Hoy descubrimos el despoblamiento rural, que necesitamos recuperar el territorio y darle sentido a lo urbano; sumando lo aprendido e incorporando nuestra diversidad humana y cultural, empezamos a utilizar la experiencia en torno al desarrollo local, la cohesión territorial y social, y nos encontramos con ciudades intermedias que deben convertirse en nodos de servicios integrales. Al estudiarlas, verificamos que, en los 339 gobiernos locales de la república gobernadas por sus autoridades, existen propuestas relacionadas al turismo sostenible; de manera natural, llegamos a la producción de la tierra como instrumento de dignidad, seguridad alimentaria y fortalecimiento de capacidades. Siguiendo el camino, planteamos la necesidad de sembrar un cafetal que tenga el tamaño de Bolivia, y donde no se pueda café, plantar chía, amaranto, asaí, almendra, chocolate, piña, quinua o el producto que bien se dé con siembra y cosecha digna.

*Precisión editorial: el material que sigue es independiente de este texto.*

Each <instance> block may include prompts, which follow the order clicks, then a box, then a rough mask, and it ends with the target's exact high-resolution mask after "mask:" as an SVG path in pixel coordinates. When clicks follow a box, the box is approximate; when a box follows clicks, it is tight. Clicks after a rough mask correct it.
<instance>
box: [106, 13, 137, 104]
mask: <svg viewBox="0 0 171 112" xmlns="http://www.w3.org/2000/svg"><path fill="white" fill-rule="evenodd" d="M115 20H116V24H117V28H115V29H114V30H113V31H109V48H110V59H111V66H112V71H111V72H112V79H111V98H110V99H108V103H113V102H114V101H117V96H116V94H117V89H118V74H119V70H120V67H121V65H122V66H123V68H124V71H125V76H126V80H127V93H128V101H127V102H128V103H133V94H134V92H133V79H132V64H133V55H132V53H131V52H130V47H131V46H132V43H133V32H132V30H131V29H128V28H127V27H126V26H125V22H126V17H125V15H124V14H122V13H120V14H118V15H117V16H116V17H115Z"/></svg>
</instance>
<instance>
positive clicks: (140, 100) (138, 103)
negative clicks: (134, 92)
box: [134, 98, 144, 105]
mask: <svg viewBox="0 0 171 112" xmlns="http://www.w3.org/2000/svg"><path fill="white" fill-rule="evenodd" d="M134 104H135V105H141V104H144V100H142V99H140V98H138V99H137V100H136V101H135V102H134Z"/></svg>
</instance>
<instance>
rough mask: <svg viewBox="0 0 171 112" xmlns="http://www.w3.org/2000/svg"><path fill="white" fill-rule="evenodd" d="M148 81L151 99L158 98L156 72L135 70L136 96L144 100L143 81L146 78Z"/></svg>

Con el café podremos consolidar una cultura que expresa relacionamiento social, cercanía y gratificación humana. Apostaremos por el trabajo, fortaleceremos la producción rural ligada a la familia, a las mujeres, las comunidades, el asociativismo y las cadenas de valor que en ella existen; recuperaremos la población en el territorio con capacidades humanas, técnicas y tecnológicas a favor de la economía local, aprendiendo las claves del comercio internacional competitivo mientras apostamos por la sostenibilidad del turismo como instrumento que facilita la cohesión social sin bloqueos, ni físicos ni mentales.
Parece fácil decirlo, pero ese es el único camino para masificar el consumo interno de café de grano boliviano, ampliar las áreas de siembra para el consumo y la exportación bajo criterios de sostenibilidad ambiental y aprovechamiento racional de los suelos, mientras fortalecemos la cultura del café como instrumento de relacionamiento humano y de paz. Por eso será subversivo sembrar café, porque sonriendo, aquí estorbarán y no habrá espacio para charlatanes, mentirosos, flojos, ladrones ni tira sacos. Lluncus, pues.